Cette solution s’explique notamment par le fait que l’expression « constatations purement matérielles » doit s’entendre comme « toute situation personnellement constatée par l’huissier de justice au moyen de ses sens, et qu’il n’a pas provoquée par une opération intellectuelle de nature à troubler sa qualité de tiers neutre, indépendant et impartial » [2]. Or, conclure une vente suppose la manifestation d’une volonté juridique, et donc une forme d’opération intellectuelle[3].
De plus, si le commissaire de justice achetait lui-même le produit litigieux, il devrait se présenter à l’occupant des lieux, exposer sa mission, et requérir son accord pour que les constatations soient dressées, ce qui est incompatible avec le constat d’achat qui, bien souvent, initie une procédure de saisie-contrefaçon où l’effet de surprise est crucial.
Un des affres du constat est son lieu, et le commissaire de justice a comme spectre la violation de domicile (hors titre exécutoire).
Il est constant, et la loi le permet (CCH. art. L. 126-14 [LXB= L1706MAG]), qu’il peut accéder aux parties communes afin de signifier un acte ou exécuter une décision de justice… Mais qu’en est-il lorsqu’il faut accéder aux parties communes dans le cadre d’un constat ? La loi est silencieuse sur ce point, et cela semble donc exclu.
Requis par un des occupants de l’immeuble ou un des copropriétaires, cela ne pose pas de problème (CA Limoges, 20 mars 2018, n° 17/00464 N° Lexbase : A804237Y, Loyers et copr., 2018, comm. 114, obs.
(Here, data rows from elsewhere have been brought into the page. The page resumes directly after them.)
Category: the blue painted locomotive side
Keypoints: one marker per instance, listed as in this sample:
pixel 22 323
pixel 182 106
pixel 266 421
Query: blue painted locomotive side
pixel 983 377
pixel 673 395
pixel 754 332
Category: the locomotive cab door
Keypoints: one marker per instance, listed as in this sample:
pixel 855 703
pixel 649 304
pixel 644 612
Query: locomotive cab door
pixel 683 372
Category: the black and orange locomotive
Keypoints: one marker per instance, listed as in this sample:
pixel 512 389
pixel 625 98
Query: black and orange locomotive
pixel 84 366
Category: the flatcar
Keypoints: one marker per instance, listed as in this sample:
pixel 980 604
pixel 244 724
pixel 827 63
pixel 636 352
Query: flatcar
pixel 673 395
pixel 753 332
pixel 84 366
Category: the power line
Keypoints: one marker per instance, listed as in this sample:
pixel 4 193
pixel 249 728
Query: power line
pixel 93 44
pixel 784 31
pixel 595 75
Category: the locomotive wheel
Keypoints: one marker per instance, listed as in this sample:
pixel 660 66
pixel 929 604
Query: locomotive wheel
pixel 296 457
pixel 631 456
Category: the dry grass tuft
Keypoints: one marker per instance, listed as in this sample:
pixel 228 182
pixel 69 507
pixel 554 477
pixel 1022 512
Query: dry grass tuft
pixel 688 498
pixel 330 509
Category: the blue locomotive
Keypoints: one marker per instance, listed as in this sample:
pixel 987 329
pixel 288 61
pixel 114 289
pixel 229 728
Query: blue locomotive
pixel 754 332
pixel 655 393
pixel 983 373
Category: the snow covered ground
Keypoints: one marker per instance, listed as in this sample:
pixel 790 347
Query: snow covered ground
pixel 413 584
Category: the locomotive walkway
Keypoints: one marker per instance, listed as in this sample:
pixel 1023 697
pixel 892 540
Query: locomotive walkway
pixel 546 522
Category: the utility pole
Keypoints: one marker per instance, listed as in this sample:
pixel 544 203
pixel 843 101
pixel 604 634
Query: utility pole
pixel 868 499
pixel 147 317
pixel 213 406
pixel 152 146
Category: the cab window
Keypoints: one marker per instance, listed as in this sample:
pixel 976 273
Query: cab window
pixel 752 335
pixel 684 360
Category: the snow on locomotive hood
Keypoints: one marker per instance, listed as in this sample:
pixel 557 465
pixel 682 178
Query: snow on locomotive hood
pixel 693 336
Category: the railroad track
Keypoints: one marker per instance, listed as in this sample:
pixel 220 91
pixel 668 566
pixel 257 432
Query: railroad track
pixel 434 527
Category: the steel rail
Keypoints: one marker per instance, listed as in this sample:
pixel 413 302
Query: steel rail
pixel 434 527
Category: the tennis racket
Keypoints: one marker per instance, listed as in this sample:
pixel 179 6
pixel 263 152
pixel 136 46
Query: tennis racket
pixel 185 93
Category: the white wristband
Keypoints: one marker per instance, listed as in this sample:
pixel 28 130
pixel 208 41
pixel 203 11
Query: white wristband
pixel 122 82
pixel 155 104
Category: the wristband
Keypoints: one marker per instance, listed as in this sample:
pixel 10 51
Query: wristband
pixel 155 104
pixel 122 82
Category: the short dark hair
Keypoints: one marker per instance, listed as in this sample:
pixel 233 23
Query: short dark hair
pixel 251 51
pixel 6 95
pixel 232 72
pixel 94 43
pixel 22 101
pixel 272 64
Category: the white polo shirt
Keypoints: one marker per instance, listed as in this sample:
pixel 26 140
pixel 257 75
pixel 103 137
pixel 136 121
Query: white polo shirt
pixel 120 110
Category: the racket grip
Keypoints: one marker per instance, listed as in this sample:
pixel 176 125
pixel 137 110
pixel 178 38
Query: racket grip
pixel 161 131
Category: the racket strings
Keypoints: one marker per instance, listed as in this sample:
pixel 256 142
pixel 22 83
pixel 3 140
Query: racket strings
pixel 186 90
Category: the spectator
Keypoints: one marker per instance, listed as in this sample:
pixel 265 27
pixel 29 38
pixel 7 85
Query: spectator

B.Vial-Pedroletti). Mais quid lorsque le constat est demandé par un tiers comme c’était le cas dans l’espèce tranchée par la juridiction de proximité de Paris, le 14 février dernier.
En l’espèce, un bailleur avait fait délivrer un congé pour reprise à son locataire, qui avait donc quitté les lieux. Peu de temps après, le locataire évincé s’aperçoit que son ancien logement a fait l’objet de travaux et est proposé à nouveau à la location avec un loyer plus élevé. Il conteste donc le bien-fondé du congé et mandate un commissaire de justice pour se rendre dans les parties communes de son ancien immeuble (le jugement est silencieux mais il est plausible de penser qu’il fallait constater les noms sur boîte aux lettres et tableau des occupants qui devaient donc être différents du bénéficiaire de la reprise dont l’identité est indiquée dans le congé à peine de nullité). Etrangement, l’officier public et ministériel accède à sa demande et dresse le constat. L’acte est bien évidemment critiqué par le bailleur au motif que l’huissier qui est entré dans le hall de l’immeuble pour dresser son constat ne disposait pas d’une autorisation judiciaire pour pénétrer dans un lieu privé.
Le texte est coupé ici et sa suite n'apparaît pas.